A lo largo de la historia, salvo algunas excepciones, la educación ha consistido en la transmisión de valores morales, donde la verdad científica ha estado siempre supeditada a la formación ética o religiosa de los jóvenes. La Ilíada, la Eneída o la Biblia, entre otros libros, constituyeron durante siglos el horizonte educativo de maestros y alumnos.

Los avances en ciencia y tecnología y las teorías positivistas del siglo XIX revirtieron esta dinámica en Europa: los jóvenes debían formarse en la verdad científica, es decir, en hechos reales, ciertos y verificables. Desde entonces y hasta hoy, los programas de estudio han priorizado el vector cognitivo en la educación. Esto ha supuesto un gran avance, pero quizá nos hayamos pasado de rosca.

En la educación española se ha perpetuado una tendencia al acopio acrítico de datos objetivos. Los estudiantes aprendemos fechas, accidentes geográficos, fórmulas, figuras retóricas, phrasal verbs y teorías económicas, pero apenas queda espacio para nada que no sea la memorización rudimentaria de datos y procesos. Pese al descomunal volumen de información que retenemos, carecemos de las herramientas necesarias para gestionarla adecuadamente.

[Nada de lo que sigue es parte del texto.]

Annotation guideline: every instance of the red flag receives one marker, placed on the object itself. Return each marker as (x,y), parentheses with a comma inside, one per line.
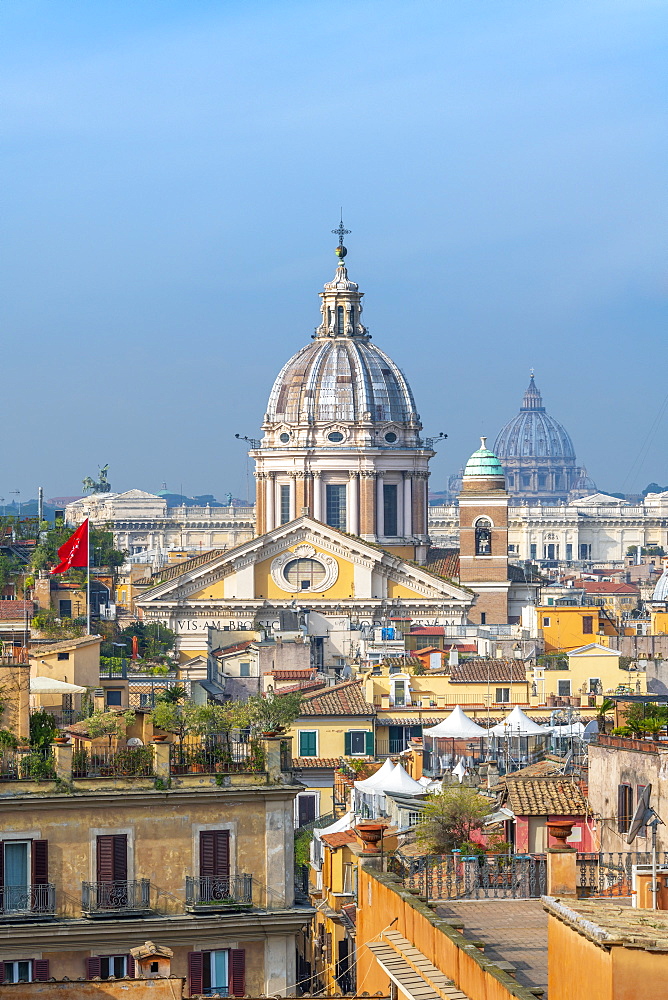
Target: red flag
(74,552)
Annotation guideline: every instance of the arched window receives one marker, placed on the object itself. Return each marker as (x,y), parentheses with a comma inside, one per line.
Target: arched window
(483,537)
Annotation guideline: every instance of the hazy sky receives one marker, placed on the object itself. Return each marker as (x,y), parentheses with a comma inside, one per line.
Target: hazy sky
(171,172)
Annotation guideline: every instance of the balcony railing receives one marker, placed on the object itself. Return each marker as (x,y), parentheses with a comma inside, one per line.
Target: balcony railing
(225,892)
(116,899)
(127,762)
(27,901)
(210,757)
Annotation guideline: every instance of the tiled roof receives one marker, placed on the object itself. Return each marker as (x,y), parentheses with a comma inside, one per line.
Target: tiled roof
(445,562)
(339,839)
(301,762)
(555,796)
(342,699)
(16,609)
(481,670)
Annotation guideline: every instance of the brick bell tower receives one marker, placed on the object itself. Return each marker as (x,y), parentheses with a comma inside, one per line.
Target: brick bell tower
(483,537)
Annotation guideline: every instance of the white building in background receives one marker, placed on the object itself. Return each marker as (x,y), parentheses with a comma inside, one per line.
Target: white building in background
(597,528)
(143,524)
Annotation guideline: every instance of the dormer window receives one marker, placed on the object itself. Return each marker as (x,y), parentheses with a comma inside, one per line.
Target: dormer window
(483,537)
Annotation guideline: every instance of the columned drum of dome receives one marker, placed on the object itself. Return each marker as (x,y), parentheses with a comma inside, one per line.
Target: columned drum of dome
(342,434)
(537,454)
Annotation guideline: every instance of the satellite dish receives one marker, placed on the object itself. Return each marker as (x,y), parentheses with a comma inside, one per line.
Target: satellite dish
(641,816)
(591,729)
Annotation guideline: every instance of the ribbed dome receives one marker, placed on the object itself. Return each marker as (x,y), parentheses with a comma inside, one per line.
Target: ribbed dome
(533,433)
(341,378)
(483,462)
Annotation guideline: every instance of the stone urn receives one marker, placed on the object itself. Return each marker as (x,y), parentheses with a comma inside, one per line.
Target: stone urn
(370,834)
(560,829)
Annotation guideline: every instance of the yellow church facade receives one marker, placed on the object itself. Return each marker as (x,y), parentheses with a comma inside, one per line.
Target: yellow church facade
(303,565)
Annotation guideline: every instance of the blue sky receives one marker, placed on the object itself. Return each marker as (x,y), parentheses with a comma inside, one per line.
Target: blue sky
(172,169)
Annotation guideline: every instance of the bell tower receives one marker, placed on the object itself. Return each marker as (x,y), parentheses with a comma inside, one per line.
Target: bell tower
(483,536)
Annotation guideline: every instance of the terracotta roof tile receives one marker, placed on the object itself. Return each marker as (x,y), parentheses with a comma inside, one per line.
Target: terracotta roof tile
(555,796)
(339,839)
(481,670)
(341,699)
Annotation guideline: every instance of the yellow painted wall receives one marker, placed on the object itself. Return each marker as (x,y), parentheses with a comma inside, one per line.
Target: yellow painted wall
(565,629)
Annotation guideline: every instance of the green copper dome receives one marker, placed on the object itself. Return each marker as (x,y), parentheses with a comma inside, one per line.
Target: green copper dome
(483,462)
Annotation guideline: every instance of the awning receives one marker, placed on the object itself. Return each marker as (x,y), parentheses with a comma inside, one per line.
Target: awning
(47,685)
(411,971)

El modelo de aprendizaje que tenemos en España, basado en competencias meramente cognitivas, limita el desarrollo de la reflexión y el pensamiento crítico. Los programas educativos actuales no fomentan el razonamiento ni el uso de la lógica. Por tanto, conservamos una gran cantidad de información, pero nos cuesta argumentar, tener ideas propias y relacionar conceptos.  

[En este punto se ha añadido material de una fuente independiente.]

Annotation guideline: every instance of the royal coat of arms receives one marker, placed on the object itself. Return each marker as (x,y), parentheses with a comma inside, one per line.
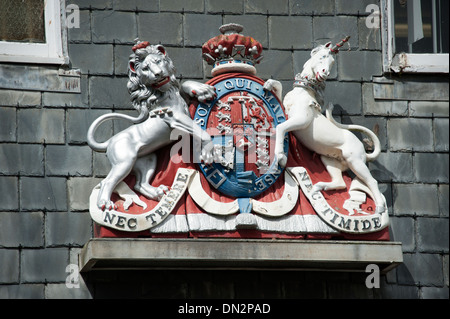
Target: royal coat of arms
(256,165)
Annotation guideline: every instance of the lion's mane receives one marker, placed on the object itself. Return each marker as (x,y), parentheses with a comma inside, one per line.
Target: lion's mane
(141,94)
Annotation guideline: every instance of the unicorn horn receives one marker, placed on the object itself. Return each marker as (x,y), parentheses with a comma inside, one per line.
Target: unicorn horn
(335,49)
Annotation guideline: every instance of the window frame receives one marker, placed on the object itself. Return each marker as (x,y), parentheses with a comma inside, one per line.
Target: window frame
(401,62)
(54,51)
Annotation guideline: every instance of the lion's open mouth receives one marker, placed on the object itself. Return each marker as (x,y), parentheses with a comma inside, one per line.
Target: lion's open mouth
(161,82)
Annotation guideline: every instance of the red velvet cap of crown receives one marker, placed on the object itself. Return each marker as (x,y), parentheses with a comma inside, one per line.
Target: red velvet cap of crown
(229,42)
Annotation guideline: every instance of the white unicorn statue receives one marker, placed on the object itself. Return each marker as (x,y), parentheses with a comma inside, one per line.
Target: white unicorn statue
(339,148)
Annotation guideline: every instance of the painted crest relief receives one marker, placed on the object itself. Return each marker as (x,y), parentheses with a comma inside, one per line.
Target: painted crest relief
(258,165)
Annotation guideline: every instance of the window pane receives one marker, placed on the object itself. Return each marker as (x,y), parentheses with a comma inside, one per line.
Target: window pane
(421,26)
(22,20)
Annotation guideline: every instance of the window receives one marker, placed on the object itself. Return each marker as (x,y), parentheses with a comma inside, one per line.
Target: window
(415,36)
(30,32)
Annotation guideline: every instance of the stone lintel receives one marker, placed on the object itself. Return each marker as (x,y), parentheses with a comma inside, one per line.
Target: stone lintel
(220,253)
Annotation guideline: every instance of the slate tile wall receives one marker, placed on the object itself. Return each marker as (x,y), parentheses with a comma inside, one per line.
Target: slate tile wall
(47,170)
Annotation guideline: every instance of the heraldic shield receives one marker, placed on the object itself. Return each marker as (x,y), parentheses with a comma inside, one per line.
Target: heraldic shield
(231,182)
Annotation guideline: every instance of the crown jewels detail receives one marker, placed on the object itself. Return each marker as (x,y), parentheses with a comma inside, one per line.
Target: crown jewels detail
(232,47)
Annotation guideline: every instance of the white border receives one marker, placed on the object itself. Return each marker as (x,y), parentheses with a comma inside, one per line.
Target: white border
(51,52)
(405,62)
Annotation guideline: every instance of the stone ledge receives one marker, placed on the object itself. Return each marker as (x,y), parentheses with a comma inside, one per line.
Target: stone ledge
(221,253)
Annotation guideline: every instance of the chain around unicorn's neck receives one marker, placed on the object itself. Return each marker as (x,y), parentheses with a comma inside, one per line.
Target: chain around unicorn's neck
(311,84)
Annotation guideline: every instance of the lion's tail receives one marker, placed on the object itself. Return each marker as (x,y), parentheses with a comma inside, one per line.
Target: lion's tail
(353,127)
(101,147)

Hoy en día, casi todo el conocimiento que adquirimos los alumnos españoles mediante este procedimiento exclusiamente memorístico puede encontrarse en internet. Un diletante puede ser experto en cualquier área de conocimiento, y con curiosidad y paciencia procurarse las mismas competencias que un licenciado universitario. Este es el modelo propuesto por la Universidad Nacional de Educación a Distancia, donde estoy matriculado, que sin clases (y casi sin apoyo bibliográfico ni docente) permite que sus estudiantes consigamos de manera casi autodidacta un título universitario.

Quizá sea la insistencia de nuestro sistema educativo en este positivismo acrítico lo que haya hecho que nuestras universidades no tengan el reconocimiento que tienen en otros países, apenas se nos cite en trabajos académicos y que el último premio Nobel que hizo carrera en España, premios de literatura aparte, fuera Ramón y Cajal, que murió hace casi un siglo.

Irrita pensar que nuestros títulos solo vayan a servir para acreditar conocimientos en una materia específica, sin aportar ningún valor diferencial. Si cualquier individuo, gracias a internet, puede saber tanto como yo en un ámbito específico sin necesidad de realizar un grado universitario o un ciclo superior, la realidad es que mi título no vale de mucho.

Esto tiene implicaciones especialmente graves en el mercado de trabajo. A medida que el conocimiento se hace más accesible gracias a internet y se desarrollan modelos de inteligencia artificial, como el ChatGPT, el vector cognitivo pierde importancia en favor de otras habilidades como la creatividad y la adaptabilidad. Si persisitimos en la educación sobre hechos, y no hacemos por que la enseñanza española fomente estas otras habilidades, ¿qué podrán hacer los titulados españoles que dentro de unos años no pueda hacer un ordenador?

La política educativa de nuestro país se enfrenta a varios retos. Para empezar, los estudiantes merecen un pacto político transversal y duradero que aporte estabilidad al sistema educativo. Por otro lado, psicólogos y pedagogos deben encontrar la fórmula apropiada para paliar el déficit de atención de los alumnos actuales y para mejorar su comprensión lectora y su redacción. Debemos garantizar que las oportunidades para los alumnos más pobres se mantengan intactas, y evitar que la brecha digital y territorial impida el acceso de los estudiantes más jóvenes a una educación de calidad.

Pero también necesitamos replantearnos el método positivista que todavía hoy, ciento cincuenta años después, domina la educación. Propongamos un sistema educativo que nos permita pensar los hechos, razonar y sacar conclusiones por nosotros mismos. Busquemos un modelo que nos ayude a conformar una fuerza laboral cualificada y preparada ante la amenaza de la inteligencia artificial. Urge abordar estas cuestiones.